David Auerbach, traduit par Peggy Sastre, mis à jour le 19.12.2014 à 7 h 39

C'est la première fois que nous assistons à une cyberattaque d'une telle ampleur, et c'est pourquoi elle est si terrifiante.

REUTERS/Pawel Kopczynski.

REUTERS/Pawel Kopczynski.

Dans une succession de cyberattaques, détectées pour la première fois le 24 novembre, un mystérieux groupe se faisant appeler les «Gardiens de la paix» a volé puis divulgué les informations personnelles et médicales de tous les employés de Sony Pictures, révélé une somme de documents internes et confidentiels, laissé l'entreprise dans un état de paralysie technologique et fait état de vagues revendications voulant que «[sa] demande soit satisfaite».

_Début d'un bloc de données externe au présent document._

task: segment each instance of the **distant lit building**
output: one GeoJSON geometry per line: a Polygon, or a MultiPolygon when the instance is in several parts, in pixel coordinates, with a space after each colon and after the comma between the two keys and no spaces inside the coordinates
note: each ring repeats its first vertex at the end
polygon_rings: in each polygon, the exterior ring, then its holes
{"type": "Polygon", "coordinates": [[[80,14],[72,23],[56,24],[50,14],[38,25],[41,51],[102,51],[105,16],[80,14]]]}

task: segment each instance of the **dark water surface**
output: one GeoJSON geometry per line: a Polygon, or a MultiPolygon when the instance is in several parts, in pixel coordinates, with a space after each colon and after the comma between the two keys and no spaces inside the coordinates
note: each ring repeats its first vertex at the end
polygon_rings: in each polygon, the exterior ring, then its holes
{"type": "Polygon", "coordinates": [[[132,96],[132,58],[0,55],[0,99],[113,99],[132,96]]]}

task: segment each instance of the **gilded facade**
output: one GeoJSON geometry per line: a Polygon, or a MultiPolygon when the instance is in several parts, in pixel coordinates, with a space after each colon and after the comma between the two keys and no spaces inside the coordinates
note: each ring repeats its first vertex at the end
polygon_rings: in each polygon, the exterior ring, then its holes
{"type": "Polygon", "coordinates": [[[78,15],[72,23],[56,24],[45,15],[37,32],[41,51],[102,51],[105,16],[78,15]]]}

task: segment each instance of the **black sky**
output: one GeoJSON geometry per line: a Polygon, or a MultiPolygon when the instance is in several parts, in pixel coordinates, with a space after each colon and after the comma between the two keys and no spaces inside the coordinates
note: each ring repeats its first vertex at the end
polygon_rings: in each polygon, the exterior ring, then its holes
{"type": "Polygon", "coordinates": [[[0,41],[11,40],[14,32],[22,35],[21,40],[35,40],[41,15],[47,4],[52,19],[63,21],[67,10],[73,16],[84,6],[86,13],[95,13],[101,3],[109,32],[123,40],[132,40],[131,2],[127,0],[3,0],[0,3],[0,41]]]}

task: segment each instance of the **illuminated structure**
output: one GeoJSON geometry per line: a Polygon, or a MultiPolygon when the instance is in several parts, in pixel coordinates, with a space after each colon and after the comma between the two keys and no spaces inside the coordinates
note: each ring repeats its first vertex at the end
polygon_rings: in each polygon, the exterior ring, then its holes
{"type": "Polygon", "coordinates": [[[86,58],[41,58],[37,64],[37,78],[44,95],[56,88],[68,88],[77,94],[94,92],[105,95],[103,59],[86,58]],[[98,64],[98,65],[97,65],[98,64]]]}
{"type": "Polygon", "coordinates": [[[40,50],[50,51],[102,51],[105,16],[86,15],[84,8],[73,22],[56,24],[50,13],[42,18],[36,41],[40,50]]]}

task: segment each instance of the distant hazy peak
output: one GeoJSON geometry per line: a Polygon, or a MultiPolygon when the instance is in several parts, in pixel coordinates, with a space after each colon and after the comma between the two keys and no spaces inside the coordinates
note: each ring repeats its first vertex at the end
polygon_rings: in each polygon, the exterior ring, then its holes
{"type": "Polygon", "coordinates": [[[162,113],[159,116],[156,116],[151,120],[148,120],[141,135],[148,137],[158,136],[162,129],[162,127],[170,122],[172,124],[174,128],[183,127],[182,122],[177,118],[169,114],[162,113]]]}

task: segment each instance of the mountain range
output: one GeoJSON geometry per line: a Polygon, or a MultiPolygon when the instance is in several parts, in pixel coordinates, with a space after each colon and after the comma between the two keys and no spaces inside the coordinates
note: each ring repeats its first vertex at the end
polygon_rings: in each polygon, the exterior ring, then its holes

Une «demande» qui semble de plus en plus se focaliser sur le film The Interview, une comédie de James Franco et Seth Rogen dans laquelle le leader nord-coréen Kim Jong-un se fait assassiner. Sony a d'abord réagi en donnant aux salles de cinéma le choix de diffuser ou non le film, puis, voyant que les quatre plus grandes chaînes d'exploitants préféraient s'abstenir, a finalement décidé d'en annuler tout bonnement la sortie, initialement prévue pour le 25 décembre aux États-Unis. Si l'origine des attaques a pu au départ être floue, le New York Times vient d'annoncer que «des responsables du renseignement américain ont conclu que le gouvernement nord-coréen était "impliqué de manière centrale" dans les récentes attaques». Mais une chose est absolument certaine: il s'agit d'un signal d'alarme auquel nous aurions dû tendre l'oreille depuis déjà bien longtemps.

L'ampleur des destructions est impressionnante

L'importance du piratage de Sony ne vient pas de sa sophistication technologique, qui est certes impressionnante, sans être pour autant particulièrement innovante. Pour le moment, ni Sony ni le FBI n'en ont révélé les détails exacts, mais rien ne permet de dire que la manœuvre soit aussi inédite que brillante, comme a pu l'être par exemple StuxNet, l'extraordinaire virus conçu par la NSA, qui avait réussi à se faufiler dans des installations nucléaires iraniennes isolées pour les saboter. Par contre, l'ampleur des destructions qu'ont dû subir Sony et ses employés en font un événement des plus remarquables. Il s'agit sans doute de la première fois qu'une entreprise américaine d'une telle envergure pâtit réellement d'une cyberattaque aussi effroyable.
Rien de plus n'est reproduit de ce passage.